Finding Renate Reinsve, the actress he had revealed with Julie (in 12 chapters) In 2021, the filmmaker discovered, in Cannes already, with Oslo, August 31 In 2011, composed in small dramatic blocks all singular a vast vibrant meditation of emotion.

This one deploys, with main decor an old house which could also appear Europe itself, around an elderly filmmaker and its two daughters, but also a history of the continent from the middle of the XXe A century, where the Second World War and the big modern questions circulate, such as as many underwater monsters in this story that is both clear and saturated with mystery.

Haunted by Ingmar Bergman’s cinema, Sentimental value Never fall under quote, even less imitation.

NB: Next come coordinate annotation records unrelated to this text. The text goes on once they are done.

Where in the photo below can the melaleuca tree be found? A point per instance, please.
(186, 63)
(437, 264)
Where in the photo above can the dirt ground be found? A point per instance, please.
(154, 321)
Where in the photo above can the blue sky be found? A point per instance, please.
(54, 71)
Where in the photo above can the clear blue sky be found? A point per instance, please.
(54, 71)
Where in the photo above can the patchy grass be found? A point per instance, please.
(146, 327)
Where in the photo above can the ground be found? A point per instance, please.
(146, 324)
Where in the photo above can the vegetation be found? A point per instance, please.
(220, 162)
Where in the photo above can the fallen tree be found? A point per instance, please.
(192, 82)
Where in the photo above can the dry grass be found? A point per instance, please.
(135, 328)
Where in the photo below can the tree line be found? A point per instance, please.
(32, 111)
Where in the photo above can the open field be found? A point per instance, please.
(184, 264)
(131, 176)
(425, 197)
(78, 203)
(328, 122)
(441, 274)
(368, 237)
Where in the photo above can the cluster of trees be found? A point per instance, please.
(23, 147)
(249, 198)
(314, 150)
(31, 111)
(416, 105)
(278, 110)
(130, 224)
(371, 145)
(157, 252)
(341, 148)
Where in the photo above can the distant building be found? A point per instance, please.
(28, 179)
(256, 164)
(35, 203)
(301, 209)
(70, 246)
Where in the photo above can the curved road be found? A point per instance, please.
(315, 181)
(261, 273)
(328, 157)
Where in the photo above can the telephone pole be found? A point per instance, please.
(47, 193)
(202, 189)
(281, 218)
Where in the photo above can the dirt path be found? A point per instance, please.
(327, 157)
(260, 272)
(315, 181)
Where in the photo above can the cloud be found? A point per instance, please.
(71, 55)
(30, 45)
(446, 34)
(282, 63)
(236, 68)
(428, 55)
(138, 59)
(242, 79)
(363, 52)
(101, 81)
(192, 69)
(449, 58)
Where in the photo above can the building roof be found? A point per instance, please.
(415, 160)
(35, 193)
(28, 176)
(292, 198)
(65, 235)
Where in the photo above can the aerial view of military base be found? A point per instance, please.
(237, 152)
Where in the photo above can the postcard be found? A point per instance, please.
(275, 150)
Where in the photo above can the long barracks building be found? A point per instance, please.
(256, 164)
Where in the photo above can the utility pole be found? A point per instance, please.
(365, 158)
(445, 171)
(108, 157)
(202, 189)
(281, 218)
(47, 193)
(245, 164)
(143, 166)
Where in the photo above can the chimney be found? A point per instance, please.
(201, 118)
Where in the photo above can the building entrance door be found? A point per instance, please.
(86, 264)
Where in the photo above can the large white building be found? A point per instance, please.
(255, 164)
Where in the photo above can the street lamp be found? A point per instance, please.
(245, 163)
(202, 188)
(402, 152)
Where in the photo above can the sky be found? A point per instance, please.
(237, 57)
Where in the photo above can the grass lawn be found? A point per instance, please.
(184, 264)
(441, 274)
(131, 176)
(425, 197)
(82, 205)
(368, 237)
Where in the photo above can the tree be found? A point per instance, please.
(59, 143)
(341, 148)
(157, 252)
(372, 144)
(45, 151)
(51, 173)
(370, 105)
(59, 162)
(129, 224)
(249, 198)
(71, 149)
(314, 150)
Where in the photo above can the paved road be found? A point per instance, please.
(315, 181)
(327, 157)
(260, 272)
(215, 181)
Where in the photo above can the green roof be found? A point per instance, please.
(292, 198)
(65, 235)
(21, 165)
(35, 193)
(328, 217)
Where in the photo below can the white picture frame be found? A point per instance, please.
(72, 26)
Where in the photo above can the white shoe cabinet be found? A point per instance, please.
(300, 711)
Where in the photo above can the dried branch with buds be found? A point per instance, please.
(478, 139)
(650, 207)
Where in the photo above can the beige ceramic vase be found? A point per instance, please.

It is located in a world where this cinema and all that he had had existed.

Contemporary film playing with the signs of several eras, it benefits from an impressive interpretation of its two main actresses, Renate Reinsve and Inga Ibsdotter Lilleaas, as well as that of Stellan Skarsgård and its actor, to whom comes to join Elle Fanning, for a very difficult role in door.

Sentimental value

Of Joachim Trier

With Renate Reinsve, Inga Ibsdotter Lilleaas, Stellan Skarsgård, Elle Fanning, Cory Michael Smith, Catherine Cohen, Jesper Christensen, Lena Endre
Duration: 2h12
Released August 20, 2025
Elora Bain

Elora Bain

I'm the editor-in-chief here at News Maven, and a proud Charlotte native with a deep love for local stories that carry national weight. I believe great journalism starts with listening — to people, to communities, to nuance. Whether I’m editing a political deep dive or writing about food culture in the South, I’m always chasing clarity, not clicks.